What have we learned from all of this?  First, there are plenty of opportunities for us as military-turned-civilian to serve our nation and its veterans. In particular, the importance of inter-generational support among veterans and their families cannot be overstated. With some 23 million living veterans in America, these individuals and their families, who share the common bonds of military service–be it in peacetime or war–have a unique opportunity to mentor and assist our newest generation of returning veterans. Specifically, older veterans and their spouses work in corporations, higher education, government and non-profits, and should embrace this opportunity.

Furthermore, while there are generational differences, these should not deter us from “reaching across the aisle” to mentor our returning veterans who number over half of a million on college campuses and tens of thousands more attempting to go to work within our communities. As these new veterans reintegrate, they need the wisdom and support of those who have gone before them. Those of us with some degree of understanding of military culture have a special responsibility to address these needs.

As uneasy civilians, we now know that you can take the family out of the military but you can’t take the military out of the family. 

Dr. William (Bill) Doe is the CEO of Veterans Green Jobs, a national non-profit organization with Headquarters in Denver. Their mission is to connect and place military veterans in meaningful jobs in the green sectors of our economy. Bill is a career Army veteran having served on active duty in the Army Corps of Engineers from 1974-1996 and retiring as a Lieutenant Colonel. He was commissioned from the U.S. Military Academy at West Point and holds graduate degrees in Civil Engineering from the University of New Hampshire (M.S.) and Colorado State University (Ph.D.). Bill grew up as an Air Force brat (the son of a career officer) living stateside and overseas with his family. He has been active in veterans and student-veterans affairs in Colorado and at Colorado State University, and routinely speaks at veterans-related functions in his community, including Veterans Day and Memorial Day. His hobbies include competitive running, sports, travel and outdoor activities with his wife, Dr. Sue Doe, an English professor at CSU, his three adult children and grandson.

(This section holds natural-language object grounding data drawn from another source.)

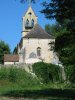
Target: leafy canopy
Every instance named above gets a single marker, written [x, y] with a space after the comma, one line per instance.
[4, 49]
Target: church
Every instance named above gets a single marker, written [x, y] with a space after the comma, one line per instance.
[35, 45]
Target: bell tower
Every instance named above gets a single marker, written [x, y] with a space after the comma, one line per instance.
[29, 20]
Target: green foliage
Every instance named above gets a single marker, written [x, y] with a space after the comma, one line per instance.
[47, 72]
[70, 73]
[62, 10]
[4, 49]
[67, 48]
[55, 30]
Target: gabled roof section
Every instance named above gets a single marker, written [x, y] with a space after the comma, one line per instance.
[39, 33]
[30, 9]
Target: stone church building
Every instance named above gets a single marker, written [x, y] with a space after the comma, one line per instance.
[35, 45]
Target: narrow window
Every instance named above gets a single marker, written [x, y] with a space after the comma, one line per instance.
[27, 23]
[38, 51]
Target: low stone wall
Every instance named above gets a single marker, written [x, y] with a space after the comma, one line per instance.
[27, 67]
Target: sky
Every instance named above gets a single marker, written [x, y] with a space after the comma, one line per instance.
[11, 13]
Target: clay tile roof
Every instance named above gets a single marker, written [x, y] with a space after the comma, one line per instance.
[11, 58]
[38, 32]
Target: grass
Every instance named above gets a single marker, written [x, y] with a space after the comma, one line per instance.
[18, 83]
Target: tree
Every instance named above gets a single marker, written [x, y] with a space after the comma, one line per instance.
[4, 49]
[55, 29]
[22, 1]
[62, 10]
[15, 51]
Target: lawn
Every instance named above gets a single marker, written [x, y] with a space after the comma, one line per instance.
[18, 83]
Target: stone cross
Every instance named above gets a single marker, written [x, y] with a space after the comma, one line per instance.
[30, 2]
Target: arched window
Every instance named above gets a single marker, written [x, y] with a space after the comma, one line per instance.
[38, 51]
[32, 22]
[27, 23]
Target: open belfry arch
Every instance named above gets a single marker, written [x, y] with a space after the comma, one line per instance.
[29, 21]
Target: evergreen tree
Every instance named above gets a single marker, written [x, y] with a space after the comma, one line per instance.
[4, 49]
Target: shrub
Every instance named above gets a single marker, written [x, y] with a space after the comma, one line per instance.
[70, 73]
[46, 72]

Sue Doe teaches courses in Composition, Autoethnographic Theory and Method, Research Methods, and Graduate Student Preparation for Writing in the Disciplines at Colorado State University. Sue does research in three distinct areas—academic labor, writing across the curriculum, and student-veteran writing in the post-9/11 era. Coauthor of the faculty development book Concepts and Choices: Meeting the Challenges in Higher Education, she has published articles in College English, College Composition and Communication, and Writing Program Administration as well as several book-length collections. She serves on the Board of Directors of the New Faculty Majority Foundation and represents the National Council of Teachers of English on the Coalition of the Academic Workforce. Her forthcoming collection on student-veterans in the Composition classroom, Generation Vet:  Composition, Veterans, and the Post-911 University, co-authored with Professor Lisa Langstraat, is under contract with the Utah State Press.